Q: What according to you should chief information security officer, the CEO of companies focus their time and energy on within information security?

Dr. Eugene Spafford: I have spoken with several, and their concerns clearly are how to know that they're spending the right amount, and what is it really going to do for business if they do or don't spend on certain things? I think the first thing that needs to get across to many of these people is that security is not a return on investment kind of expenditure. It isn't an investment that produces returns. It is an infrastructure cost. It is a cost of doing business the same as providing heat and lights and the guard at front lobby are all part of infrastructure expenses. And you have to invest in appropriate amounts of security to maintain the viability of the organization, but to promote public trust and employee comfort. Both of which are important for the bottom line. If the public doesn't believe that you're going to protect their information appropriately, that you are not behaving in an ethical manner, then they are likely to eventually take their business elsewhere no matter how immediate the crisis are. Government is likely to penalize you as an organization if you haven't kept appropriate records, and we've seen over the last decade the increase of legislation in this arena and certainly employees given the choice in today's market where we have far more opportunities than candidates are going to take their business where they feel more comfortable, where they feel that they're doing something more ethical, or where they just feel better about the protection of their own information. So I talk to you people at the C level. I stress that the investment isn't expected to produce a tangible return but it's to create an environment where customers and employees and other entities are more comfortable doing business with a company because they realize they take care of privacy and security and value quality.

Q: How severe is the shortage for trained professionals in information security?

Spafford: The shortage is right now that maybe two or three potential positions exist for each person with appropriate training if they're willing to relocate and if they're willing to learn some new systems. The problems probably are going to get worse, though, because we don't have the defenses in place and as more businesses come online, as we do more government work online and fewer students are going into computing than are really needed the shortage is going to increase.

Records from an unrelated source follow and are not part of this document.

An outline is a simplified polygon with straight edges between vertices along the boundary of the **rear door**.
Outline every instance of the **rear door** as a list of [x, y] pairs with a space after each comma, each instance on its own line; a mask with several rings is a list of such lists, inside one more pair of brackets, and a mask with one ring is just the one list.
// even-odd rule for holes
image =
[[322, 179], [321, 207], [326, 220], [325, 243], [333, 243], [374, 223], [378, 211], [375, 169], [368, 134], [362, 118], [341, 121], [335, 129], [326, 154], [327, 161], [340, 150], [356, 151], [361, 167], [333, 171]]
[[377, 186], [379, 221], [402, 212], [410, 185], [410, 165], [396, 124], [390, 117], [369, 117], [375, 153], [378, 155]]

Q: What advice would you give somebody thinking of starting this career? Where would they want to go for school or what type of major should they look at? Will a business or computer science student also be interested in this major?

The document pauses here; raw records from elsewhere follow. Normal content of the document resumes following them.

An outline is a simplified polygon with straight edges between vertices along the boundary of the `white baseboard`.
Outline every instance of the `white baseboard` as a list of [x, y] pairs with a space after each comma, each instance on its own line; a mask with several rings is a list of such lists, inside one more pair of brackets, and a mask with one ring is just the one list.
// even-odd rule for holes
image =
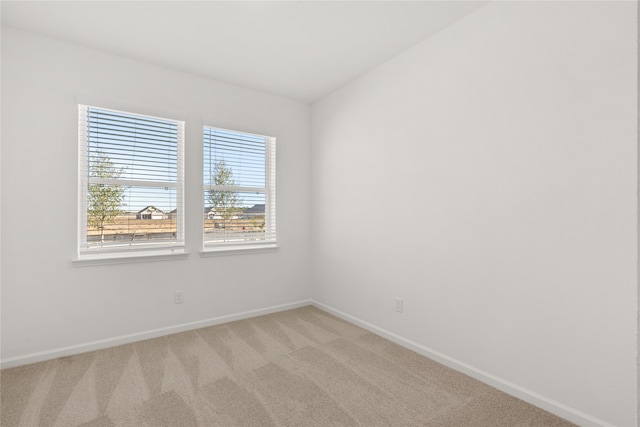
[[315, 300], [312, 300], [312, 305], [337, 317], [340, 317], [341, 319], [344, 319], [350, 323], [358, 325], [361, 328], [368, 330], [369, 332], [384, 337], [389, 341], [413, 350], [416, 353], [428, 357], [429, 359], [435, 360], [436, 362], [441, 363], [451, 369], [469, 375], [470, 377], [488, 384], [491, 387], [497, 388], [498, 390], [503, 391], [511, 396], [517, 397], [518, 399], [524, 400], [525, 402], [537, 406], [538, 408], [542, 408], [547, 412], [551, 412], [554, 415], [571, 421], [572, 423], [584, 427], [615, 427], [613, 424], [610, 424], [604, 420], [598, 419], [577, 409], [571, 408], [553, 399], [549, 399], [534, 391], [528, 390], [517, 384], [499, 378], [481, 369], [477, 369], [445, 354], [442, 354], [421, 344], [396, 335], [392, 332], [379, 328], [369, 322], [365, 322], [364, 320], [358, 319], [357, 317], [351, 316], [340, 310], [336, 310], [333, 307], [329, 307]]
[[119, 337], [107, 338], [104, 340], [91, 341], [83, 344], [73, 345], [69, 347], [57, 348], [53, 350], [41, 351], [38, 353], [25, 354], [17, 357], [10, 357], [0, 360], [0, 369], [14, 368], [16, 366], [28, 365], [45, 360], [55, 359], [58, 357], [71, 356], [88, 351], [101, 350], [103, 348], [115, 347], [122, 344], [129, 344], [136, 341], [143, 341], [150, 338], [158, 338], [165, 335], [171, 335], [178, 332], [191, 331], [193, 329], [204, 328], [207, 326], [219, 325], [221, 323], [233, 322], [235, 320], [248, 319], [251, 317], [262, 316], [265, 314], [277, 313], [279, 311], [291, 310], [294, 308], [310, 305], [311, 300], [296, 301], [288, 304], [281, 304], [258, 310], [244, 311], [236, 314], [229, 314], [210, 319], [199, 320], [197, 322], [183, 323], [166, 328], [153, 329], [150, 331], [137, 332]]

Spafford: There are a number of different ways to approach this. Certainly computer science, computer engineering and business are three potential approaches, depending on the aspects that one is interested in. But we're also seeing some programs coming through criminology for the whole area of cyber forensics and cyber law enforcement as one arena. I've seen some people coming through education schools and information technology programs, but that also have very good grounding. It really depends on whether you're interested in applications in a particular area or management or in research and that really should be the guide.